Read All That Follows Page 21


  It is tempting to remove the sun cap from her grasp and pull it on. Leonard likes to drive in it, especially to gigs and concerts. His much-repeated tease is that it helps him to concentrate, not only on the driving but also on the music he will play. He has never worn the cap onstage, of course. He knows it isn’t cool or hip. Francine has persuaded him of that. It isn’t blue. But afterward, when he is signing programs and booklets, he sometimes pulls it on, just for fun; its slogan, QUEUE HERE, seems pertinent and witty. He leaves it, though, in Francine’s grasp. He does not want to wake his wife just yet. He is not in a hurry to explain himself to her. He wants to settle himself and unravel his story first, sort out what he has dreamed from what occurred. Besides, the prospect of her waking up naturally only to find him sitting calmly at the wheel is an appealing one. He can play it very cool, he decides. He looks forward to her gasp of pleasure and relief, and then the shock when she sees his injuries.
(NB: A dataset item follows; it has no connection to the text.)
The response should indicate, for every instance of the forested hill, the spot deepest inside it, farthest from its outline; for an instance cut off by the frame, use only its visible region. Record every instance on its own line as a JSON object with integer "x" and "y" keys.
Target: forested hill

  Leonard succeeds in driving out of Alderbeech through the busy Sunday traffic and almost reaching the motorway before Francine wakes briefly. She puts her hand on his thigh and says “Sweetheart” without even opening her eyes. When he squeezes her fingers, she says “Sweetheart” again, more flatly than before, her voice a little slurred.

  “You’re whacked,” he says. “Don’t wake, Frankie. I’ll tell you all about it when we’re home. You’ll be amazed.” But she does not respond to the bait. For the moment she would rather sleep than be amazed.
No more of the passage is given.